Well, as far as tourism is concerned, it actually makes up 12 percent of the Thai economy. But one wonders what might have been its contribution to the Thai economy back in 2000? Wondering why this random question, all of a sudden?

It’s pretty simple. There’s a Leonardo Di Caprio connect to this one.

Back in 2000, Leonardo Di Caprio was, in a way, responsible for upping the ante of Thai Tourism. All he had to do was to shoot an incredibly successful film in the famous Buddhist country. It was known as The Beach.

And as the story goes, “The Beach” indeed have a beach at the epicenter of its uncanny narrative that told a tale of a group of hippies who visit Thailand for a recreational holiday but end up settling down in a secluded beach that, according to them, is their version of what is meant by ‘paradise.’

The film was so popular at its time and continues to be, to the present day that one can easily find a lot many tourists visiting Thailand with a hope to discover that famous ‘beach’ as shown in a movie that’s now become a Di Caprio classic of sorts.

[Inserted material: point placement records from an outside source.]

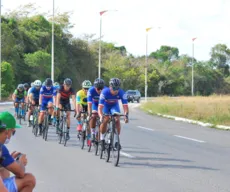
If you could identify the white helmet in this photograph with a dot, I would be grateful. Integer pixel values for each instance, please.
(37, 83)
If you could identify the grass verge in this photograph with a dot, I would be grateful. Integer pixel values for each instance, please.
(212, 109)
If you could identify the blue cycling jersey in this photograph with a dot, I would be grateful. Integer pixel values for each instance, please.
(93, 96)
(47, 94)
(35, 92)
(107, 99)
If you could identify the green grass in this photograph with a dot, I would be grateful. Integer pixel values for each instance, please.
(212, 109)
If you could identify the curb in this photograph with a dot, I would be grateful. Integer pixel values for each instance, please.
(6, 103)
(223, 127)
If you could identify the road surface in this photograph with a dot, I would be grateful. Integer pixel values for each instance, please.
(158, 154)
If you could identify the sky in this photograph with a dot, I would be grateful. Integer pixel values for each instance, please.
(173, 22)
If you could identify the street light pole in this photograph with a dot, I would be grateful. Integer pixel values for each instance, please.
(146, 64)
(52, 61)
(99, 56)
(192, 88)
(0, 50)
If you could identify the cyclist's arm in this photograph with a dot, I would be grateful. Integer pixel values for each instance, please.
(2, 186)
(78, 103)
(58, 99)
(40, 96)
(89, 102)
(25, 97)
(101, 104)
(40, 99)
(31, 97)
(124, 102)
(14, 95)
(74, 102)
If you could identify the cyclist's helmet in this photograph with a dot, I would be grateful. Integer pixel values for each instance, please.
(26, 86)
(48, 82)
(86, 84)
(68, 81)
(99, 83)
(20, 87)
(115, 83)
(37, 83)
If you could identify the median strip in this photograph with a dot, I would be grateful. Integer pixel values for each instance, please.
(191, 139)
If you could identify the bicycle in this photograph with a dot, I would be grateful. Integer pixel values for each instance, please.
(111, 143)
(19, 113)
(97, 136)
(35, 120)
(62, 133)
(84, 132)
(46, 124)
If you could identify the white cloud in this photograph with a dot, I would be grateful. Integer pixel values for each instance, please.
(181, 20)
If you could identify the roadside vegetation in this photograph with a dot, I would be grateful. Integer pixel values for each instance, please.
(211, 109)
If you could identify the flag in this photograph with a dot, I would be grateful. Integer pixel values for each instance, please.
(193, 39)
(147, 29)
(102, 12)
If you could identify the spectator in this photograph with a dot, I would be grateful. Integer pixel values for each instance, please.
(14, 163)
(2, 186)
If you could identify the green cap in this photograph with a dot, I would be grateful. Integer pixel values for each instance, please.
(9, 120)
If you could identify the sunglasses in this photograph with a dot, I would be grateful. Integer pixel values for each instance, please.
(115, 88)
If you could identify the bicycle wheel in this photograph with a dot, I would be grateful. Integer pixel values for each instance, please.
(82, 139)
(46, 124)
(60, 132)
(65, 132)
(107, 144)
(89, 143)
(20, 114)
(115, 151)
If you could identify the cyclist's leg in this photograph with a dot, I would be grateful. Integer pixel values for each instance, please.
(16, 106)
(30, 112)
(50, 110)
(23, 106)
(92, 122)
(68, 107)
(103, 126)
(116, 109)
(41, 114)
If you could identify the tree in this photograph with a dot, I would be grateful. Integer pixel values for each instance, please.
(7, 79)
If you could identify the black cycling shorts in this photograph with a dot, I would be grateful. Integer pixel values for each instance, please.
(65, 104)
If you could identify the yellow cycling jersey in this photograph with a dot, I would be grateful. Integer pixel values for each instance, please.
(81, 97)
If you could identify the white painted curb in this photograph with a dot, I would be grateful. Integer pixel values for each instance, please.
(6, 103)
(193, 121)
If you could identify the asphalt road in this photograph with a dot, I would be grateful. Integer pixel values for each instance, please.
(157, 155)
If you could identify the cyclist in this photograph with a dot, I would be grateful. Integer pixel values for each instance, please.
(63, 101)
(34, 97)
(108, 104)
(92, 99)
(26, 87)
(46, 98)
(19, 95)
(81, 102)
(57, 87)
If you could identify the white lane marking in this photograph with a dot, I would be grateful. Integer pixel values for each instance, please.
(200, 141)
(126, 155)
(145, 128)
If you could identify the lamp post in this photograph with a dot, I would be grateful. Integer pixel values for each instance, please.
(0, 50)
(99, 56)
(192, 88)
(52, 60)
(146, 63)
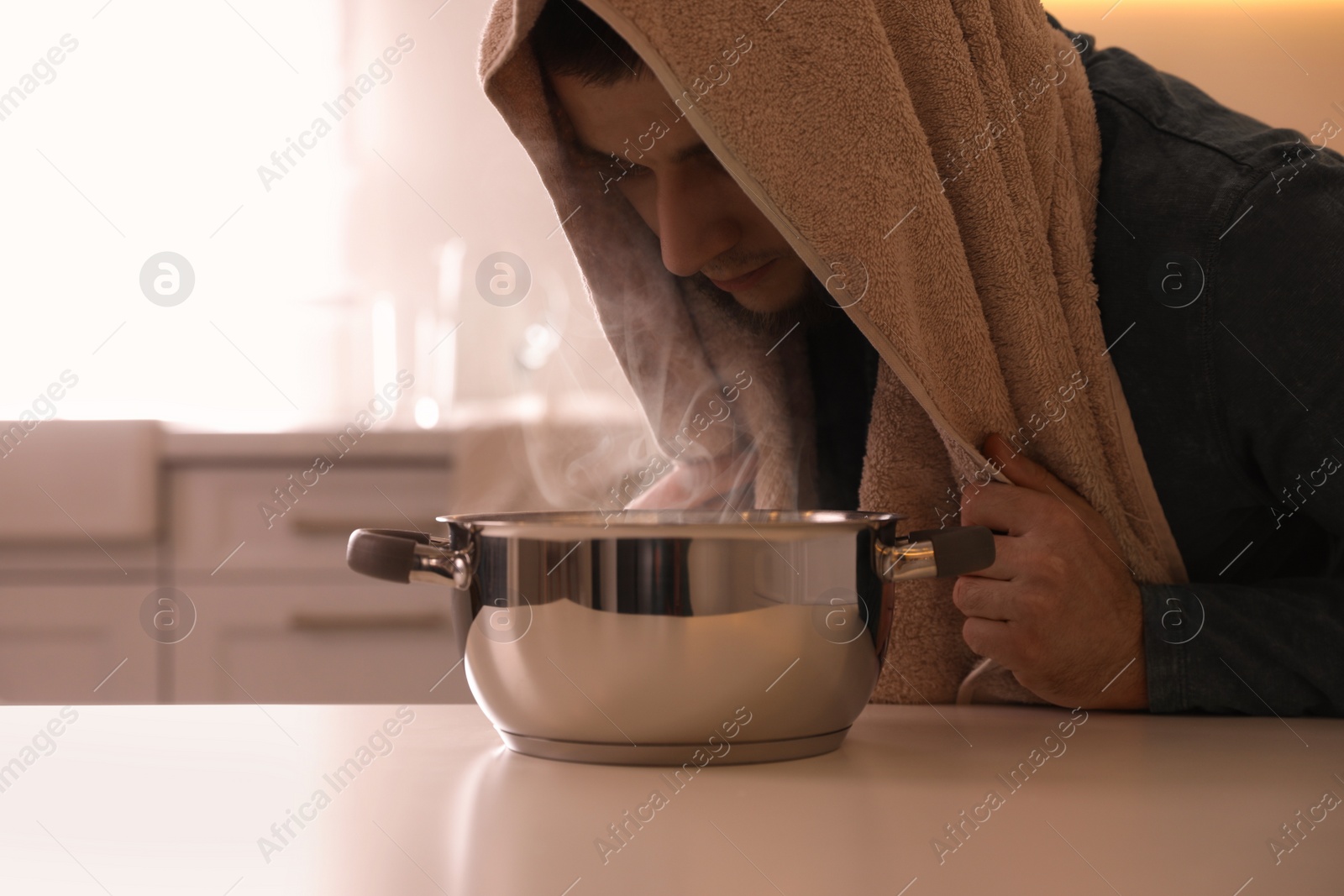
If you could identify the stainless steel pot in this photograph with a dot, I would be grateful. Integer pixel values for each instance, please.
(672, 637)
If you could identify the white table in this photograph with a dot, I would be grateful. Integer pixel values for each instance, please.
(174, 799)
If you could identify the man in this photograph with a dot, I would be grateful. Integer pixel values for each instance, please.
(1218, 266)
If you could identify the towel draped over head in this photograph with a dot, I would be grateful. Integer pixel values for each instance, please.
(936, 164)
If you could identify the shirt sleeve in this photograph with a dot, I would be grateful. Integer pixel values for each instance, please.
(1274, 335)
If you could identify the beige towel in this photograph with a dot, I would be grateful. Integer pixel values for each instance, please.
(938, 174)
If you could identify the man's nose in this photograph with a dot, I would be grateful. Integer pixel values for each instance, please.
(696, 223)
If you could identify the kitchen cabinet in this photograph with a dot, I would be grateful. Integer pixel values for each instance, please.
(69, 642)
(239, 553)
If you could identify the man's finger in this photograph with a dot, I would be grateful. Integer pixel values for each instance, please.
(1008, 563)
(1005, 508)
(985, 598)
(988, 638)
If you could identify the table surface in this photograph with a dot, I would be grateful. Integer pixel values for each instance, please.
(183, 799)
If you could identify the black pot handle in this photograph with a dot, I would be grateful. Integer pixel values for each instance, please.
(936, 553)
(409, 557)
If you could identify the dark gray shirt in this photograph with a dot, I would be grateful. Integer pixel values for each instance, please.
(1220, 264)
(1221, 271)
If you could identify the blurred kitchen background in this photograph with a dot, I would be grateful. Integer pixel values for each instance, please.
(329, 307)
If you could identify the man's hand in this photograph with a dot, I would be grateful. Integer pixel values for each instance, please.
(1059, 607)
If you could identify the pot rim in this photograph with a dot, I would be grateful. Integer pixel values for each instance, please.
(553, 526)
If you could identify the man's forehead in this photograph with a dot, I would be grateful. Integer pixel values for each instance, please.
(635, 109)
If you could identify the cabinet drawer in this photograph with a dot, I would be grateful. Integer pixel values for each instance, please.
(76, 645)
(291, 519)
(338, 644)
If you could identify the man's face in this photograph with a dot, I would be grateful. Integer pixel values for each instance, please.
(703, 219)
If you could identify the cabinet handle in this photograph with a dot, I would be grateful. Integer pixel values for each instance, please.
(367, 621)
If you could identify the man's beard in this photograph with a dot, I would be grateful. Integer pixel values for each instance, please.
(813, 307)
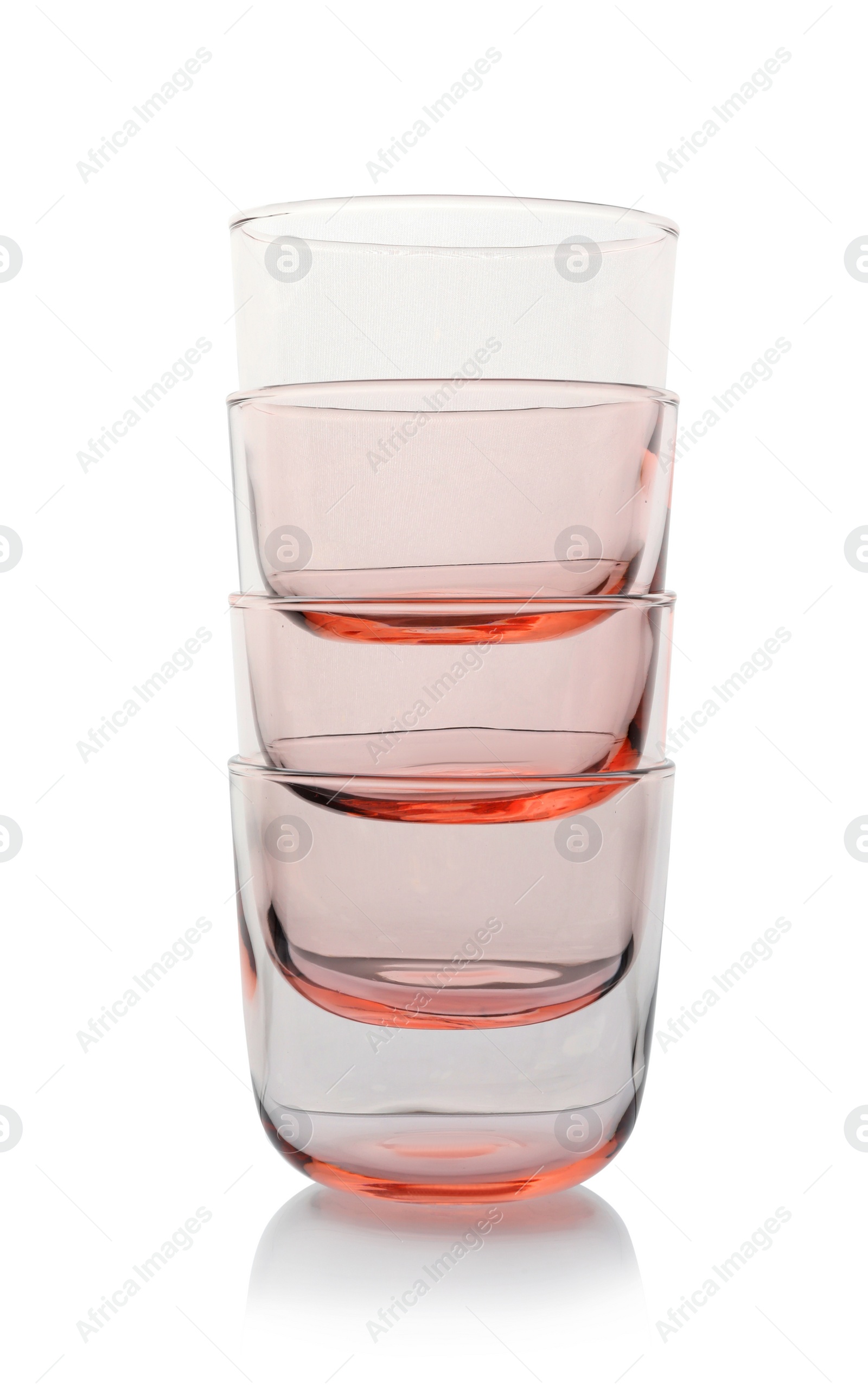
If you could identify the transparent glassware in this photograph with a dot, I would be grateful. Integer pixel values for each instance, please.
(492, 1046)
(445, 490)
(448, 285)
(455, 688)
(452, 456)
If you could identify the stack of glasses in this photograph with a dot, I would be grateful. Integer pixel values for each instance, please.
(452, 458)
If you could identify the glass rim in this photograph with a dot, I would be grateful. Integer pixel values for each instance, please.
(282, 392)
(251, 767)
(469, 202)
(449, 607)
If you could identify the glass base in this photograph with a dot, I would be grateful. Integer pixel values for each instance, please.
(453, 1159)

The only thing is that the Maya bay- which happens to be the recreational paradise that caught everyone’s fancy- is shutting down now. The only good part behind this rather somber news is that the beach is shutting down temporarily so.

In fact, so popular is the Maya Bay, that on an average, around 6000 people walk up to this sandy paradise tucked in the heart of Thailand; a part of the country checkered by clear-blue waters. 2000’s The Beach added more fuel to aggravating the tourism fire in a part of Asia where tourism is only increasing in double digits where contemporary records stand.

The Hunter Effect
The beach

But along with a constantly burgeoning rate of tourism comes it’s own set of challenges: how to people manage when the numbers so constantly run out of one’s hands? Maya Bay is being shut down so that its natural eco-system can work up a solution and return to a state of normalcy.

In a bid to salvage the beach’s coral life, the destination was shut down for a spate of four consecutive months. And now it appears as if some more withdrawing from public visitation is needed in order to completely resuscitate the beach to its former and full glory.

News coming in from the vantage point in Thailand said the following:

“We need at least a year or even up to two years or maybe more for the environment to recover – this includes the coral reefs, mangrove, and the beach.”